En efecto, quién sabe por qué caminos andarían hoy nuestros países hispánicos si los autores de aquellas crónicas crónicas (coloniales, quiero decir) se hubiesen tomado el trabajo de autocensurarse evitando incluir en sus textos “análisis o interpretación” de los hechos contados. Pero el caso es que lo que ocurrió fue justamente lo contrario: aquellas crónicas funcionaron como auténticos muros de Facebook o de Instagram, ya que todo el que vino a América dotado de cierta capacidad de escribir —lo cual, como se sabe, en ninguno de nuestros países fue el caso de una legión, ni siquiera de una minoría, sino de una élite— intentó contar lo suyo con mayor o menor fortuna analítica o interpretativa.

El cuarto texto es también un relato en el que el narrador asume la postura autobiográfica como modo de producción textual de efectos de real. Retendré aquí la frase con la que ese narrador en primera persona cierra el relato: El mal del tiempo es ese olvido que, entre estampidas, me hace olvidar cómo se olvida.

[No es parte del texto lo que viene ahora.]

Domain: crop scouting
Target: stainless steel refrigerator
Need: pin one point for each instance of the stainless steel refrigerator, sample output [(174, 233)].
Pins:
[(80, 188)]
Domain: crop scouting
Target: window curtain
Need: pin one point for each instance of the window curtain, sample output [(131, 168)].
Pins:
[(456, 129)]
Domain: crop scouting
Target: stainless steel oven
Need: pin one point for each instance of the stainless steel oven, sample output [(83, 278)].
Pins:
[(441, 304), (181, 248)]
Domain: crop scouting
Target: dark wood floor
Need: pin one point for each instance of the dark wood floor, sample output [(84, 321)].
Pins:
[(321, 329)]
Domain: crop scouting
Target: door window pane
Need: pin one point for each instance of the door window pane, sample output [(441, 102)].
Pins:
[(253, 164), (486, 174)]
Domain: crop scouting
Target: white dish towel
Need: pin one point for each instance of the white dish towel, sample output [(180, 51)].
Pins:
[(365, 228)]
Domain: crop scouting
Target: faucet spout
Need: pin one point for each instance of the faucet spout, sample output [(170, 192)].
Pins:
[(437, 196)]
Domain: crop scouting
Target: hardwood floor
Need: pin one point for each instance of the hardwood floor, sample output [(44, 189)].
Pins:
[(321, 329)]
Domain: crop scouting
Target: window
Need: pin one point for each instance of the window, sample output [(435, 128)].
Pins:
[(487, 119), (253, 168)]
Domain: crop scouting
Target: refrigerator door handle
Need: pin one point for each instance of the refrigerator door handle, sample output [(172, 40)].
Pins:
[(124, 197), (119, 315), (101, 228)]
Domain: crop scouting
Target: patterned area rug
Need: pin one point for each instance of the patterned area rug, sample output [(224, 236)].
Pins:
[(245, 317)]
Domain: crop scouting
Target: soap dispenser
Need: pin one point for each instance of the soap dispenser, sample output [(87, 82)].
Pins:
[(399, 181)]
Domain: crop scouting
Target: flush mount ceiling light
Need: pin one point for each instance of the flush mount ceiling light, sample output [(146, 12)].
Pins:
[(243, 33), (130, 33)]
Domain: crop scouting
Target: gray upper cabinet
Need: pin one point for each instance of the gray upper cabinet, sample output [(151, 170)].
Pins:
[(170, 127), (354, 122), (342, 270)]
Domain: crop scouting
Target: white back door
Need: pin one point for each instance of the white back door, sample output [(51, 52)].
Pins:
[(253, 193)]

Porque en efecto, (y ahí está, ¡oh muerte!, tu aguijón): cualquier cosa que nos haga olvidar cómo se olvida constituye un remedo de la muerte. Digámoslo de una buena vez: el único olvido verdadero es la muerte. Es ella la que nos hace olvidar cómo se olvida. El otro nombre del falso olvido es la vida, ese palimpsesto. Olvidar cómo se olvida equivale a no volver a postular la existencia propia según el dualismo presencia/memoria. Perforar el himen de lo real equivale a romper la delgada membrana de miedos que separa los días entre sí. Sólo así la nostalgia podrá perder de golpe todo su poder de seducción y, con ella, buena parte de una literatura que pretende viajar al presente cómodamente instalada en el asiento de atrás, sin darse cuenta de que hace tiempo que ese vehículo se detuvo.

Y esto es precisamente lo que comienza a manifestarse en “Venturoso animal”, el quinto texto del índice, el cual es un híbrido de artículo periodístico y prosa de ensayo subjetivo que tiene por tema la felicidad humana, designada bajo los términos de un “insólito animal”. De hecho, buena parte de los demás textos que componen el índice se inscriben en esta vertiente textual incubada al calor de estos tiempos neoliberales que tanto detestan a las teorías que les recuerdan sus imposturas y sus reduccionismos.

Dicha vertiente nace de la insistente manía de pretender igualar a todos los textos olvidando sus especificidades respectivas, como si fuera posible pedirles a los espacios virtuales que sean más democráticos que las sociedades reales. Y no digo que un artículo periodístico no pueda ser considerado, llegado el caso, un texto literario. Lo que sí digo es que eso está muy lejos de constituir la situación en que se encuentran la mayoría de los textos periodísticos fruto del pragmatismo comunicativo contemporáneo. Pero claro, eso solo puede probarse llamando al “diablo”.

Por esa razón ni  siquiera lo intentaré aquí.